There is also some disagreement over what downsides-if any-an employer can expect while attempting to reap the benefits of outsourcing.
"I can't think of any real downside to it," said Mr. Quinn of PSEG. There were "heavy start-up costs," he noted and added that start-up costs typically outstrip the first year's savings.
"I think people don't tend to look at it as an immediate cost savings. We looked at it as where is our core business? We concluded that there were other people who could do it better than we could on an ongoing basis. It also gives you access to the latest technology without a lot of new expenses," said Mr. Quinn.
He added that participants are happy with the outsourcing arrangement-in a survey taken last year, more than 80% said they were very satisfied with the program, he said.
"I actually think the quality is better when you outsource," said Wellspring's Mr. Herron. Data is cleaned up, there's "more automation around it," there are internal audit controls, and the entities doing the outsourcing are "focused exclusively on these services," he said.
"The closest thing to a downside as employers are considering outsourcing is that they worry they will lose contact with their employees," said Hewitt's Mr. Peterson.
"Control is an issue. Basically, there is the opportunity to lose control. A plan sponsor needs to assure that adequate controls are in place," said Mr. Lanzet of Foster Higgins.

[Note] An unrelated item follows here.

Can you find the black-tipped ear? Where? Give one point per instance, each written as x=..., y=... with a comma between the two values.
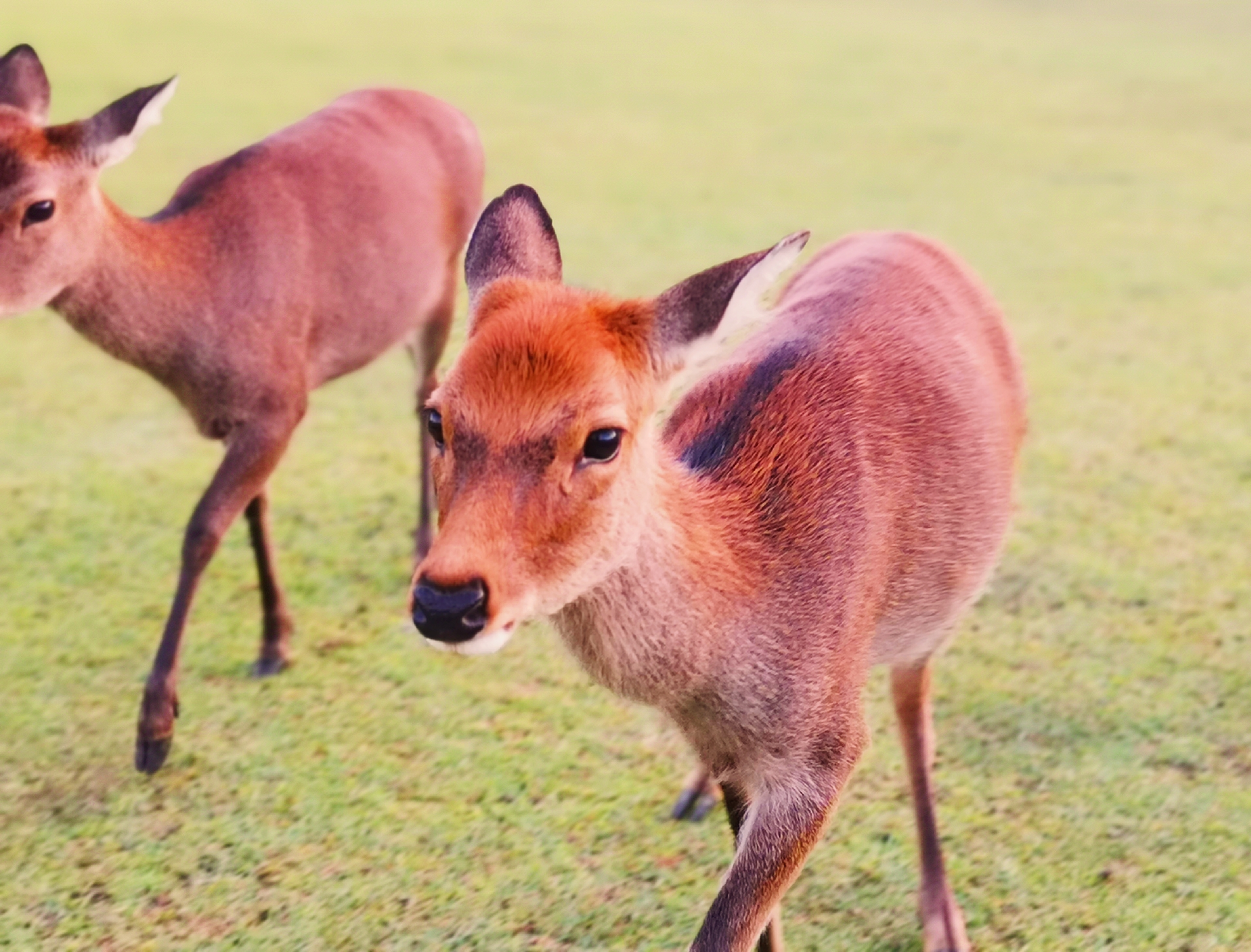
x=513, y=238
x=110, y=136
x=695, y=309
x=24, y=84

"The major downside is that without a clean definition of roles and a clean break, the client will end up not only paying for outsourcing but still have the HR/benefits people," said Towers Perrin's Mr. Thompson. As a result, employers have to change procedures and eliminate access to data to achieve the clean break.
"One of the areas for improvement has to do with really understanding that the outsourcing provider has to be willing to step into the shoes of US West and have the interaction with active employees and retirees that we would have as in-house staff," said US West's Mr. Kamen. He said that process is continuing.
Employers face quality control questions as well, and for defined benefit plans, these questions often involve the quality of data, said Buck's Mr. McGlone. Most companies have a large portion of their data on paper files, and even the data stored in computers has to be cleaned up, he said. Cleaning up data is one of the biggest expenses in outsourcing, he said.
"It is a new field," said Buck's Mr. McGlone. He said that five years ago, it took two years to get a client "up to speed" on outsourcing. Now, getting a client to the same level takes six to nine months, he said. Vendors have learned to carry out the process better, and have learned to manage expectations better, he said. Many employers consider outsourcing a "panacea, that they would be absolved of all day-to-day" responsibilities, he said. That is not the case.
Digital's Ms. Craven said she thinks some employers follow "myths connected with outsourcing."
Some people think it means total staff reduction, and that's not true, she said. Also, there is a belief that work will go away, which it doesn't, she said. Instead, the nature of the work changes.
Ms. Craven said Digital holds formal quarterly reviews with Hewitt to discuss the outsourcing and measure progress against the written objectives for the retirement plan. The company has "very explicit goals and expectations of the services that will be performed."
Another quality issue is the performance standards involved, said Mr. McGlone. Buck recommends that the client negotiate performance standards going into the contract and have vendors put fees at risk if standards aren't met.
"Quality control is a big issue," agreed Sedgwick Noble Lowndes' Mr. Schick.
But outsourcing is here to stay, agreed consultants and employers. As Towers Perrin's Mr. Thompson put it: "Where it ends up is anybody's guess. But some of the outsourcing that's going on right now is irreversible, because more and more outsourcing is tied to the technology, and as vendors vie with one another to improve their technologies, the cost of entry gets higher and higher for a new provider or for a company to do it themselves."